There’s just one problem: Several of the task force’s 29 members have close ties to opioid makers. One doctor consulted for several opioid manufacturers in the early 2000s. Another received about $25,000 from OxyContin maker Purdue Pharma in 2017. Another member directs policy for the US Pain Foundation, which has received millions from opioid manufacturers. Until recently, committee chair Dr. Vanila Singh owned stock in Johnson and Johnson, a company facing charges in multiple lawsuits for its role in the opioid epidemic.

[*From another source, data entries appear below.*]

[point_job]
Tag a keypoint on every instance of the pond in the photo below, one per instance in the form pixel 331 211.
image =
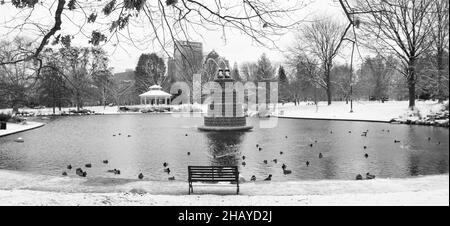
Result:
pixel 149 140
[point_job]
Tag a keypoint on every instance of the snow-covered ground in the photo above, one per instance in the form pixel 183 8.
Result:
pixel 12 128
pixel 364 110
pixel 27 189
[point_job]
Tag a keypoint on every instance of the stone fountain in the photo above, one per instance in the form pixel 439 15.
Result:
pixel 230 114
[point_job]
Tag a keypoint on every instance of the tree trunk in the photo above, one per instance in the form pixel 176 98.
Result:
pixel 412 83
pixel 440 69
pixel 328 81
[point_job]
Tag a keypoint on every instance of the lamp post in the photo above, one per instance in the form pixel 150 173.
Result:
pixel 351 75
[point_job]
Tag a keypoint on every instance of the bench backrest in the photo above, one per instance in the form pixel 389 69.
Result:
pixel 213 173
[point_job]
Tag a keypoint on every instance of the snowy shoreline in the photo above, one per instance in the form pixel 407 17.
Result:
pixel 19 188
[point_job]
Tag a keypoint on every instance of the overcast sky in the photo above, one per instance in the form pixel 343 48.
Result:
pixel 237 48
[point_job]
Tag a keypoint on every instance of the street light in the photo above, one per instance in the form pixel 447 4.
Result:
pixel 351 74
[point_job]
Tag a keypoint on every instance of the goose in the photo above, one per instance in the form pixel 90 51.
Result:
pixel 370 176
pixel 268 178
pixel 167 170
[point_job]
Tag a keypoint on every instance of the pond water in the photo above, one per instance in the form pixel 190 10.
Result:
pixel 155 139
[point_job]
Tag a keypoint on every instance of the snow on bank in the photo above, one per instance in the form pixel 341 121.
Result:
pixel 362 110
pixel 28 189
pixel 12 128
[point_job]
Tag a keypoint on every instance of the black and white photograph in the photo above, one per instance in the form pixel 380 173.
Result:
pixel 224 103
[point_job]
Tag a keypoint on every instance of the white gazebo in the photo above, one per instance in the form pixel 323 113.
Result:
pixel 154 95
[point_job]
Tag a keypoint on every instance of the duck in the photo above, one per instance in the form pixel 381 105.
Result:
pixel 268 178
pixel 370 176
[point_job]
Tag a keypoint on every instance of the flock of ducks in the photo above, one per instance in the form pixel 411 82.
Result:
pixel 80 172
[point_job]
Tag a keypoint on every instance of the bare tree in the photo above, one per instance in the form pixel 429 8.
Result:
pixel 440 39
pixel 321 41
pixel 400 27
pixel 144 24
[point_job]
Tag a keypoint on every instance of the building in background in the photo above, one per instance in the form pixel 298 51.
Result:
pixel 187 60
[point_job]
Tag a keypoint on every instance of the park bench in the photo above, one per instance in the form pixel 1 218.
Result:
pixel 213 174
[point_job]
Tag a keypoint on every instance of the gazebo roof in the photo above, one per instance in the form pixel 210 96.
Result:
pixel 155 92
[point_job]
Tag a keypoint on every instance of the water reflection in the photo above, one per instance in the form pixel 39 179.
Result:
pixel 224 148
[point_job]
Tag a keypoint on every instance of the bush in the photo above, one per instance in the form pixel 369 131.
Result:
pixel 4 117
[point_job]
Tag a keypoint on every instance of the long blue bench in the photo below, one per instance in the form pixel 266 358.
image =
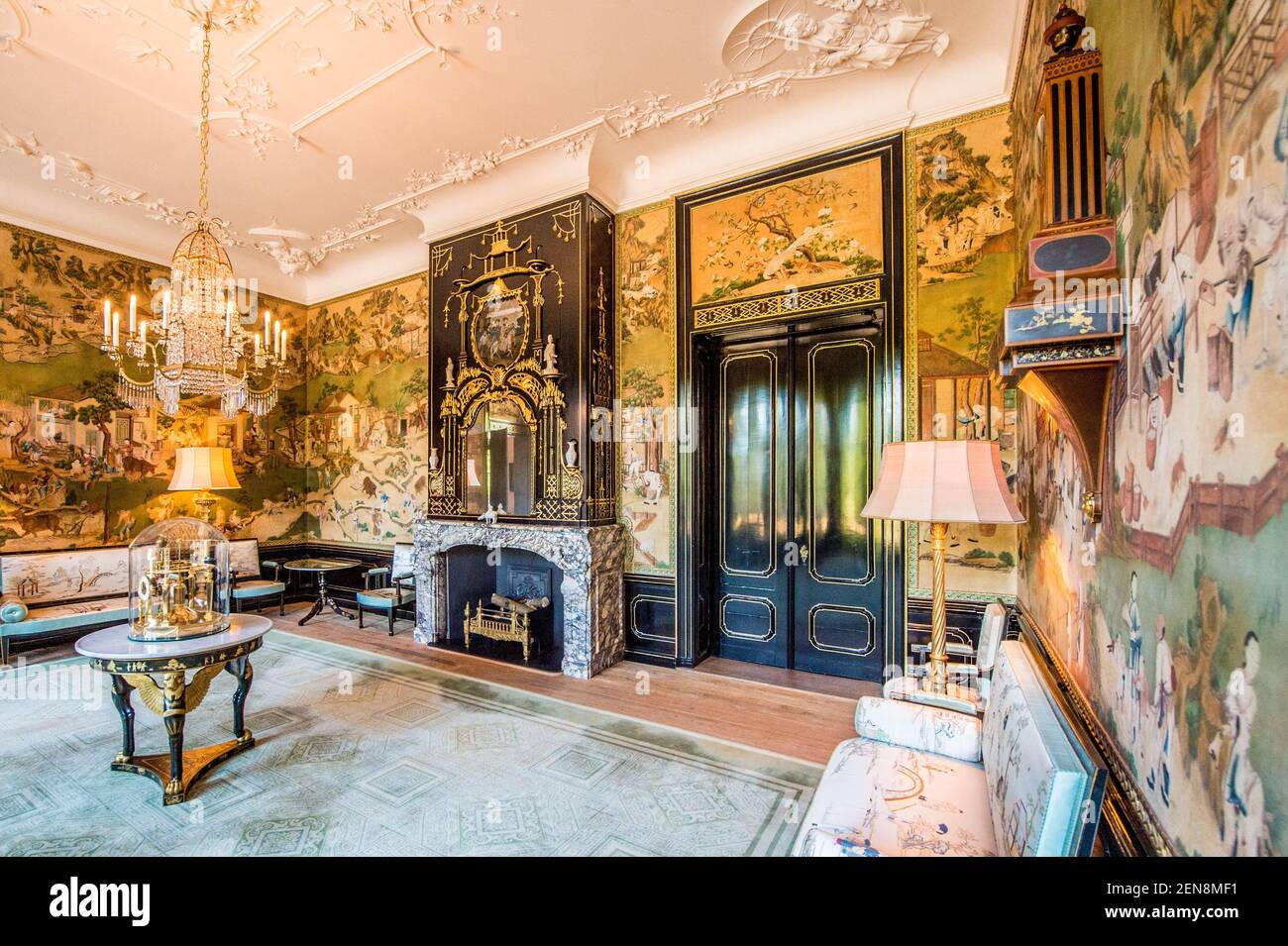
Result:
pixel 48 592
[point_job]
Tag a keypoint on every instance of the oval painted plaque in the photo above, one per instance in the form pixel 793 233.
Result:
pixel 1083 252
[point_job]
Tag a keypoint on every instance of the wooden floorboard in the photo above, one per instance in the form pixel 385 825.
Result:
pixel 793 680
pixel 764 714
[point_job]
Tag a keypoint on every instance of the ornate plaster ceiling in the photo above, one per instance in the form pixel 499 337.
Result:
pixel 346 133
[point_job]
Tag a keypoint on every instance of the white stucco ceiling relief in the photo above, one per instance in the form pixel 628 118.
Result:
pixel 348 133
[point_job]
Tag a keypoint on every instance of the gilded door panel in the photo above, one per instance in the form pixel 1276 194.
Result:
pixel 750 493
pixel 837 392
pixel 837 593
pixel 751 604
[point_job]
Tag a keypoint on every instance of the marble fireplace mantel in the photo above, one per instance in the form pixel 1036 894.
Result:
pixel 590 556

Drafts of the task force’s recommendations so far have taken a far more lax approach to opioid prescribing than previous federal guidelines on pain treatment. “It’s like going backwards,” said Dr. Anna Lembke, director of addiction medicine at Stanford University. The task force recommendations will not be binding, but federal guidelines tend to have a far-reaching impact, setting the tone for prescribers across the country. Opioid prescribing rates have slowly dropped off in recent years, but pharmaceutical companies, said Lembke, are eager for “any little opportunity for people to say, ‘No, it’s okay, you can prescribe.’”

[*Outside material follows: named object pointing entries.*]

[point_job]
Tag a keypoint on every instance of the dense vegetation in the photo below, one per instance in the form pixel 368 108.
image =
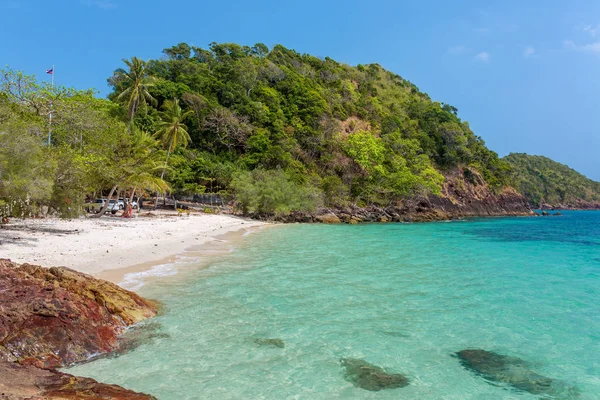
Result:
pixel 543 180
pixel 342 134
pixel 86 150
pixel 280 130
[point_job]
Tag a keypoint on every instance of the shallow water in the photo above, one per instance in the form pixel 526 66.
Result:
pixel 403 297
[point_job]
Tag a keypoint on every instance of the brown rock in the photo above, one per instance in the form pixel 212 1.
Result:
pixel 54 317
pixel 329 219
pixel 20 382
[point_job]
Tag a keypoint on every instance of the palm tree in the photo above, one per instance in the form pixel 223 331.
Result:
pixel 136 83
pixel 171 129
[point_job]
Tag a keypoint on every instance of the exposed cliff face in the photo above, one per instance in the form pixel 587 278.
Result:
pixel 53 317
pixel 463 195
pixel 21 382
pixel 572 205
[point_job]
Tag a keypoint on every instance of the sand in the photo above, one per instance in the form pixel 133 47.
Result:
pixel 110 247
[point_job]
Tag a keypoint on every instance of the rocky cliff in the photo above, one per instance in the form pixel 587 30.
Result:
pixel 464 194
pixel 52 317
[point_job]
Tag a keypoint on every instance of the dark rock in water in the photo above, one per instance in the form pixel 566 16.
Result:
pixel 270 342
pixel 513 371
pixel 370 377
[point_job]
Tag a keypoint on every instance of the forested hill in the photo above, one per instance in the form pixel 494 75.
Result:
pixel 277 132
pixel 347 135
pixel 549 184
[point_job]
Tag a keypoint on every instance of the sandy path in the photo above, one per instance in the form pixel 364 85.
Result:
pixel 93 246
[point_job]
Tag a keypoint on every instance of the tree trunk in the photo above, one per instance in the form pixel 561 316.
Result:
pixel 131 200
pixel 105 207
pixel 162 175
pixel 132 194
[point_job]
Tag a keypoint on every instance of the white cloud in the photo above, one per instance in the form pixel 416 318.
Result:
pixel 593 48
pixel 103 4
pixel 591 30
pixel 484 56
pixel 457 50
pixel 528 51
pixel 10 5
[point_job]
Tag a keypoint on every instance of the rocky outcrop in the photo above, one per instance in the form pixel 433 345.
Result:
pixel 513 371
pixel 464 194
pixel 52 317
pixel 371 377
pixel 572 205
pixel 21 382
pixel 270 343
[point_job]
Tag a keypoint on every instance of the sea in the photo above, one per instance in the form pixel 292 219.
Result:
pixel 280 315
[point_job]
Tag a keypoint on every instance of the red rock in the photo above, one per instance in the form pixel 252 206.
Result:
pixel 28 382
pixel 54 317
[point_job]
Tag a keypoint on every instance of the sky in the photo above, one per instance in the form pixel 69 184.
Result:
pixel 524 74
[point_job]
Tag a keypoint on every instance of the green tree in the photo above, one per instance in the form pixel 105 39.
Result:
pixel 134 86
pixel 171 129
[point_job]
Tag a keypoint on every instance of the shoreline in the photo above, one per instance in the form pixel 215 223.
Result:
pixel 133 277
pixel 111 248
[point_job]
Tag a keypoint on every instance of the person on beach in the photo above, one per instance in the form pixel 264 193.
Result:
pixel 127 210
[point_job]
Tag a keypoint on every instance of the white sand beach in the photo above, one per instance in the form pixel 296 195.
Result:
pixel 98 246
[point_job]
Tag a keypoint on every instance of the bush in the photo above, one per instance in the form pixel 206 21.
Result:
pixel 272 192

Opioid makers lobbied to create a pain task force

The task force’s recommendations will not be the first attempt to guide opioid prescribing: In March 2016, the Centers for Disease Control and Prevention released historic guidelines urging doctors to limit prescriptions and, when possible, opt for non-opioid alternatives. Joint guidelines from Veterans Affairs and the Department of Defense followed the next year, taking an even firmer stance against prescribing opioids for chronic pain patients. Both publications presented a sharp contrast to the years-long industry-funded information campaign aimed at persuading doctors of the benefits of opioids.

Pharmaceutical companies took note of the changes. Three weeks before the CDC released its guidelines, Rep. Susan Brooks (R-IN), one of the House of Representatives’ top recipients of pharmaceutical funding, introduced legislation to create a task force that would review and update best practices on pain management and painkiller prescribing.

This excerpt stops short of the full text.